Please specify budget.


----------



## mayanksharma (Feb 21, 2011)

@nvrmndryo,
Go through these and revert back:
1. How often does it happen with the smell? I mean, does it only happens when the volume is maxxed? And even if it does...then for how long? 
2. What are the volume levels of Center, Surround and Sub-woofer? 
3. Try playing 0-100 Hz THX test with bass level maxxed and all the rest zeroed. Notice, if you can hear any popping sound from woofer? (excursion)
4. Do check the connections and fuse at the back of the woofer. 
5. Make sure, the woofer side port isn't blocked and has sufficient space. 
6. Do provide enough room for the amplifier's fins at the back of the woofer. make sure, the connecting wires aren't touching the fins at the back.

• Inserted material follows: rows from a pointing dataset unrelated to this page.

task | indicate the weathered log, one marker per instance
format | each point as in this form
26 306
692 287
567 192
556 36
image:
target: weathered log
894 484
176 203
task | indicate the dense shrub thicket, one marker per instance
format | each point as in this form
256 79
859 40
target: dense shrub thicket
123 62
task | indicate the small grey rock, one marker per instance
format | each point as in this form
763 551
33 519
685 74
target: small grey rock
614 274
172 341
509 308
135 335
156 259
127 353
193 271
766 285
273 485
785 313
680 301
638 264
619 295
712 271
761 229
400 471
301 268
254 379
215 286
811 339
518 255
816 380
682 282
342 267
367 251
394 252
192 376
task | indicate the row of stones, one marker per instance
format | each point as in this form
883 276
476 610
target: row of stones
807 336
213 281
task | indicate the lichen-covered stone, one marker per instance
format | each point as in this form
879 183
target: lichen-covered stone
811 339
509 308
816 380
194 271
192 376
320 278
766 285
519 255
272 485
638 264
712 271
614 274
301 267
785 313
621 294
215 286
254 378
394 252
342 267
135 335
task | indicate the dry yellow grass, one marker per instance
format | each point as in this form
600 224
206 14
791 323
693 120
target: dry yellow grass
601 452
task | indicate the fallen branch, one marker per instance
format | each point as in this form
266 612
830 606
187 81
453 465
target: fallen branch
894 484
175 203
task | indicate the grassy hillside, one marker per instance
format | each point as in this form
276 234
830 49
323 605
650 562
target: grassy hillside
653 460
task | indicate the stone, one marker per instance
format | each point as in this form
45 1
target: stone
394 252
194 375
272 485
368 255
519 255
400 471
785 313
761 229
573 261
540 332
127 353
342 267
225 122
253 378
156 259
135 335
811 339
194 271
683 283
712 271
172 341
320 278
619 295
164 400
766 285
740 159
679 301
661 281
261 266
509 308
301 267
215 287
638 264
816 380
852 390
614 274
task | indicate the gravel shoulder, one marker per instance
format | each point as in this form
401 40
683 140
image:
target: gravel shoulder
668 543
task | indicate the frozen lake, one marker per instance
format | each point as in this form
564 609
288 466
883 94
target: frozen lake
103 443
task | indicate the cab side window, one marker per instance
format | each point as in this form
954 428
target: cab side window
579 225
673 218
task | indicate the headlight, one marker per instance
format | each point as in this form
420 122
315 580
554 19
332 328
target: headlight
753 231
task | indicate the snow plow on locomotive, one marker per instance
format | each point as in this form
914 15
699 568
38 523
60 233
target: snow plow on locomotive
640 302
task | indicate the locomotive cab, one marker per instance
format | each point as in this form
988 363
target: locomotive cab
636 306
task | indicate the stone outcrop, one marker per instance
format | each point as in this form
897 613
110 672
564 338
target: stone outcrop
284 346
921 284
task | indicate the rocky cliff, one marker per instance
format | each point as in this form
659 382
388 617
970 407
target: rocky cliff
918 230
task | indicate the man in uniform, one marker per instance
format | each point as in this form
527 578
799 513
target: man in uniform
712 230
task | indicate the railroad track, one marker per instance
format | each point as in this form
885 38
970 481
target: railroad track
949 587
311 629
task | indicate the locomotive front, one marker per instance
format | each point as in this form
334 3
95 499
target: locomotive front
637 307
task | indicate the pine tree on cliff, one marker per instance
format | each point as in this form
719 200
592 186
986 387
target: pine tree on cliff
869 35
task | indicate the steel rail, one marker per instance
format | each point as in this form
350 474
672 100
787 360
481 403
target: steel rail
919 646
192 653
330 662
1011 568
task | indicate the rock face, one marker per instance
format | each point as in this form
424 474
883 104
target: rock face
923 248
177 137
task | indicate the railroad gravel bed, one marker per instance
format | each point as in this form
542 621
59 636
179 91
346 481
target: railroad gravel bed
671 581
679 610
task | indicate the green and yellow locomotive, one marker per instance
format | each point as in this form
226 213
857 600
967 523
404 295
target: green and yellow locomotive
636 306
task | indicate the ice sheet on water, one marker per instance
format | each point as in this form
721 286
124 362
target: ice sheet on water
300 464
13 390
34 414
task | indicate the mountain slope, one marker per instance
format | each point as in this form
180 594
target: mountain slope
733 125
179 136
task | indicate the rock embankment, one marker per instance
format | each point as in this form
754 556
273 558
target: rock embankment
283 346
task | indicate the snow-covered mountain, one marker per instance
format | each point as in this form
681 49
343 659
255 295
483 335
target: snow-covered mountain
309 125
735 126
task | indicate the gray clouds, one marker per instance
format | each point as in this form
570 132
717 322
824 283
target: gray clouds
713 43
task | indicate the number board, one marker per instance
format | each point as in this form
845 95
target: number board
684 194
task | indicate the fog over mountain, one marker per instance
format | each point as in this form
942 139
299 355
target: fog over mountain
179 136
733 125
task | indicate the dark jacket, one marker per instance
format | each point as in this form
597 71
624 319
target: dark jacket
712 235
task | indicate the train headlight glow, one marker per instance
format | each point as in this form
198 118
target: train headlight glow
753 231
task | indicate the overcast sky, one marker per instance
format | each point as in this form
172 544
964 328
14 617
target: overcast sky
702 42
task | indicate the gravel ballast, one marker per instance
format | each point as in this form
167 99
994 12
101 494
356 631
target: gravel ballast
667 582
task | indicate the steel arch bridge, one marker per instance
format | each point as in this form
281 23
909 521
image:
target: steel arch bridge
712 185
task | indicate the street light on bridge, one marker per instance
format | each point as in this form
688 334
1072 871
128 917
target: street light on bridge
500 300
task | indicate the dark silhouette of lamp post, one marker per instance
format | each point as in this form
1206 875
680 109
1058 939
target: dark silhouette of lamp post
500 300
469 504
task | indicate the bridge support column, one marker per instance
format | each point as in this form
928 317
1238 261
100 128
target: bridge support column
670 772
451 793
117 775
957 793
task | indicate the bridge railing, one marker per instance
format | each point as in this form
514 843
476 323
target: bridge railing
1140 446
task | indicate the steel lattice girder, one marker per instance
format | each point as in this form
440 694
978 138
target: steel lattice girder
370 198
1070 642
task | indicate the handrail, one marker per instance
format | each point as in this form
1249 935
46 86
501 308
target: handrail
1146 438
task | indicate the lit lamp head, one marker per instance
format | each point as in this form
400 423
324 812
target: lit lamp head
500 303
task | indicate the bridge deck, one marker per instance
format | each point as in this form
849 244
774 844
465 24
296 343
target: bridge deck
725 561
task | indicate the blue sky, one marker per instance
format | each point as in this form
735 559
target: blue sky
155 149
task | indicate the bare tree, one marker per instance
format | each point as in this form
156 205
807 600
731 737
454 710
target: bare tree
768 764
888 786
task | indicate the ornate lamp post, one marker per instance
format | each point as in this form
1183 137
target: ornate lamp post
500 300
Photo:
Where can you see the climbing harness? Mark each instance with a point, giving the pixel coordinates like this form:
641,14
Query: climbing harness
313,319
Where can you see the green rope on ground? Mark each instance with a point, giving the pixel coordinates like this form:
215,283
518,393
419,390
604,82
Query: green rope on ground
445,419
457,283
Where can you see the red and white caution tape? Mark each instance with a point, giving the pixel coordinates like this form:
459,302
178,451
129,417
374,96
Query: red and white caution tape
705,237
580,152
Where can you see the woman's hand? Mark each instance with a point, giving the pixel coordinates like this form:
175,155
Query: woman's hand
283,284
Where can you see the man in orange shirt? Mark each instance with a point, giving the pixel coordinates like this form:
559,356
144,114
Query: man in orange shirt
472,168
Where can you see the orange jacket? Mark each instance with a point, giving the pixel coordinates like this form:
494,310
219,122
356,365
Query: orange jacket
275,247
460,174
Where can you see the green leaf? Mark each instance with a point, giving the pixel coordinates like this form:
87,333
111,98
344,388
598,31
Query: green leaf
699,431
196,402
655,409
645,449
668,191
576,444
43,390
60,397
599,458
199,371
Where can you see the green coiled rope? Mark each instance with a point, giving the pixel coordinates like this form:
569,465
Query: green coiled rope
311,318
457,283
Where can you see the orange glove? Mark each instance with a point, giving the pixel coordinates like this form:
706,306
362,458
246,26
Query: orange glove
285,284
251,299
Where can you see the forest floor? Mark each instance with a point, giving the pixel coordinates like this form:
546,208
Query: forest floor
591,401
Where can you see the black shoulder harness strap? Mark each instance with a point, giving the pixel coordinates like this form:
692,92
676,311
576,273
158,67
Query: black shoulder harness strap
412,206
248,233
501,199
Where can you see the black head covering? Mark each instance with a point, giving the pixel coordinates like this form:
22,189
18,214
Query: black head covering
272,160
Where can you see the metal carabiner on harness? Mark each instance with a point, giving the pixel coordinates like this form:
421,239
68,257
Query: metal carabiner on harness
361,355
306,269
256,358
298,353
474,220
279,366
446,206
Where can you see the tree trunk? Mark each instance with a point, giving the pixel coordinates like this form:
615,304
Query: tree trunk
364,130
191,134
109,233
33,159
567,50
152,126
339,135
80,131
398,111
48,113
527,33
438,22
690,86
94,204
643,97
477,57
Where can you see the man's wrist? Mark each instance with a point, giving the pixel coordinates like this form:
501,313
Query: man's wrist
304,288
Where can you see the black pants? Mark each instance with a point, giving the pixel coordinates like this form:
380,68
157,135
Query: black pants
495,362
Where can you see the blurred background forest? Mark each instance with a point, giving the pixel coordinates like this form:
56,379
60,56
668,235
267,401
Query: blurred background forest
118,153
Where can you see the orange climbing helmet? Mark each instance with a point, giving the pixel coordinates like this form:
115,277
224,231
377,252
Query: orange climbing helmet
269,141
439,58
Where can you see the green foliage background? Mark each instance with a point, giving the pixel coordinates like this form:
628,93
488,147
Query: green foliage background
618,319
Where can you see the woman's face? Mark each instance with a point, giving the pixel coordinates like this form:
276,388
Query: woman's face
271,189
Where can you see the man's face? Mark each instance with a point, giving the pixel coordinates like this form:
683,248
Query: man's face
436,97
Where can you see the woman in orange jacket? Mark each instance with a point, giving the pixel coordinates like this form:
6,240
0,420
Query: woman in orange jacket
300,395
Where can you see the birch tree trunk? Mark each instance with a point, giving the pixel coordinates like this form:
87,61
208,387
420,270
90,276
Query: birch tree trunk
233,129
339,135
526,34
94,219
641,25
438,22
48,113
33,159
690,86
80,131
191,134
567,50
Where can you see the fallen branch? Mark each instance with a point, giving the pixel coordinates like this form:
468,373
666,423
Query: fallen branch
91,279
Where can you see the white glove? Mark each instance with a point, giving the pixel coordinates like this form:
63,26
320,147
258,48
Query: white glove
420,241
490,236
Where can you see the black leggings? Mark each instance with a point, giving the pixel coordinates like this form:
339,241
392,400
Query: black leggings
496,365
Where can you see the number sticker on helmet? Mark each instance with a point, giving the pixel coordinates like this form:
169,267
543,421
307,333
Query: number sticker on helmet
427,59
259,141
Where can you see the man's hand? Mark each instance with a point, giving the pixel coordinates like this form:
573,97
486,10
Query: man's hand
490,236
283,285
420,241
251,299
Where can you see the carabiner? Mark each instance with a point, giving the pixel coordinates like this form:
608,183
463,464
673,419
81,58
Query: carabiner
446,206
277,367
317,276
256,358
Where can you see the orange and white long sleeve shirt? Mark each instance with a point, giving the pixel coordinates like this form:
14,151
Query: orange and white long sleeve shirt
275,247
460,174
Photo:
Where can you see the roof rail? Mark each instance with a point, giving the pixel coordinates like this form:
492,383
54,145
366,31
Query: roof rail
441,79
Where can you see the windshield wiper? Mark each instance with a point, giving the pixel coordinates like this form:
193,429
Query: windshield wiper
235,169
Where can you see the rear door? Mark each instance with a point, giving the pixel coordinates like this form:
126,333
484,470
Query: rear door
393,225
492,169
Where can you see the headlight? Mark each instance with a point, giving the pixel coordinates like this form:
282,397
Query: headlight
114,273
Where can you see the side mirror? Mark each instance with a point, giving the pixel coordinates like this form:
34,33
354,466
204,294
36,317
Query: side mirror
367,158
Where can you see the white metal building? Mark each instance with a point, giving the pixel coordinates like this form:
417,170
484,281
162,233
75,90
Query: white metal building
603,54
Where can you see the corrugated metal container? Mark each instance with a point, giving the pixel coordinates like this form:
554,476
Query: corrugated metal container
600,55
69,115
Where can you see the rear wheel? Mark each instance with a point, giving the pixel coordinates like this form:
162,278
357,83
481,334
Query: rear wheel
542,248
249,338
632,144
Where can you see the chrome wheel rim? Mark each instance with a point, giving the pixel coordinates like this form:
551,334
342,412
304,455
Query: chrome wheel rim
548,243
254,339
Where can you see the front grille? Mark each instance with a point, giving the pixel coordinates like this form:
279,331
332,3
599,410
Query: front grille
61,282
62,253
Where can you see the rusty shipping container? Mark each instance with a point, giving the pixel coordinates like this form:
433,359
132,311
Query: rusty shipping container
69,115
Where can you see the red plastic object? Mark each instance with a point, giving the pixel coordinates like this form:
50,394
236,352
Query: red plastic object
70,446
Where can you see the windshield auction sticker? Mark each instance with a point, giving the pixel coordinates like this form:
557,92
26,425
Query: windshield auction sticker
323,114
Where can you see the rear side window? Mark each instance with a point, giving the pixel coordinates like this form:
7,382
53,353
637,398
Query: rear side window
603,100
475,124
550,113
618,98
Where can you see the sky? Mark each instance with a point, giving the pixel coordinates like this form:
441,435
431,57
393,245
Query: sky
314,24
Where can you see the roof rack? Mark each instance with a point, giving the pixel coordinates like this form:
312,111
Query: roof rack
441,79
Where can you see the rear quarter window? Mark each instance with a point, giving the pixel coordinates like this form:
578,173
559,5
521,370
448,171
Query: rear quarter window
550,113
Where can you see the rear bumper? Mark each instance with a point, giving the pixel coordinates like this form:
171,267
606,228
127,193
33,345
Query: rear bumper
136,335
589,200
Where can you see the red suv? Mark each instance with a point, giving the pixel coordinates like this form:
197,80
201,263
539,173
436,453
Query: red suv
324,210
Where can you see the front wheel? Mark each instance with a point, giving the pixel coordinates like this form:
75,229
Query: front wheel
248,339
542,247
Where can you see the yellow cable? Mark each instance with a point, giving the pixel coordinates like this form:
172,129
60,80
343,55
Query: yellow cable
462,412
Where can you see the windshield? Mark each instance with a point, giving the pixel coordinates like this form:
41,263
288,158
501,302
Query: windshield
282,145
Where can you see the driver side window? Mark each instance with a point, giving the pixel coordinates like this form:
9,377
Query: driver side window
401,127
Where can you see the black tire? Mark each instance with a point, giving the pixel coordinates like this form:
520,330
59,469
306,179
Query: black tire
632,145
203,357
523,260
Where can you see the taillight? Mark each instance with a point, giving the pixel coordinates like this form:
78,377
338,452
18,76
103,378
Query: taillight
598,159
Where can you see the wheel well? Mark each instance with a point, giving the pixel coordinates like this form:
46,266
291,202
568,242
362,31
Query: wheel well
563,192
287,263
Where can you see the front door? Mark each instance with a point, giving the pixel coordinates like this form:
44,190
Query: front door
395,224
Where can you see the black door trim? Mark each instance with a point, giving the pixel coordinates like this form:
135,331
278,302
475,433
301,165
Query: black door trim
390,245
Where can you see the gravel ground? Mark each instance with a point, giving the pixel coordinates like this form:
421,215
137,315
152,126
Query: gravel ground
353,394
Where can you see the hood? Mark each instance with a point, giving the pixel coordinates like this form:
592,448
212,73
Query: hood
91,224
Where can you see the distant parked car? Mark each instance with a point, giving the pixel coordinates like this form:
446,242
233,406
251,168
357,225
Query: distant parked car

As for soundcard, Asus Xonar-DX is the best pick for Z-5500!


----------



## nvrmndryo (Feb 21, 2011)

@ techfreak : well my budjet is low i.e.1500/- rs ,, lol 
but i can extend my budget ,,, first suggest me cards then i'll think about budget ,,,
i just need full performance by my system ,,so if there is no option but costly one ill wait 4 few months n buy ,, so we'll talk bout budget later ,,,,

---------- Post added at 06:34 PM ---------- Previous post was at 06:33 PM ----------

@ mayanksharma : wen my volume is maxxed then only smell comes ,, n my center , surround n subwoofer volume levels are full ... 
il check another things n reply ..


----------



## thetechfreak (Feb 22, 2011)

Asus Xonar DX- Rs. 3000 mrp

best I can think of..always gets mention in Digit mag's buyer section. Should serve all your needs.


----------



## nvrmndryo (Feb 22, 2011)

asus xonar dx problem is it "Doesn't Support DTS Surround Formats" , 
wt u say about this ?


----------



## thetechfreak (Feb 22, 2011)

Get info here-

Asus' Xonar DX sound card - The Tech Report - Page 1


----------



## nvrmndryo (Feb 24, 2011)

gave speakers to service center yesterday , today i called them for status n they said tht they can't smell any burning smell,,, they've been playin system for 2,3 hrs ,,, so they said if anything happens like burns my system in future , they will provide service ,, so i guess ill bring my system back 2mrw !


----------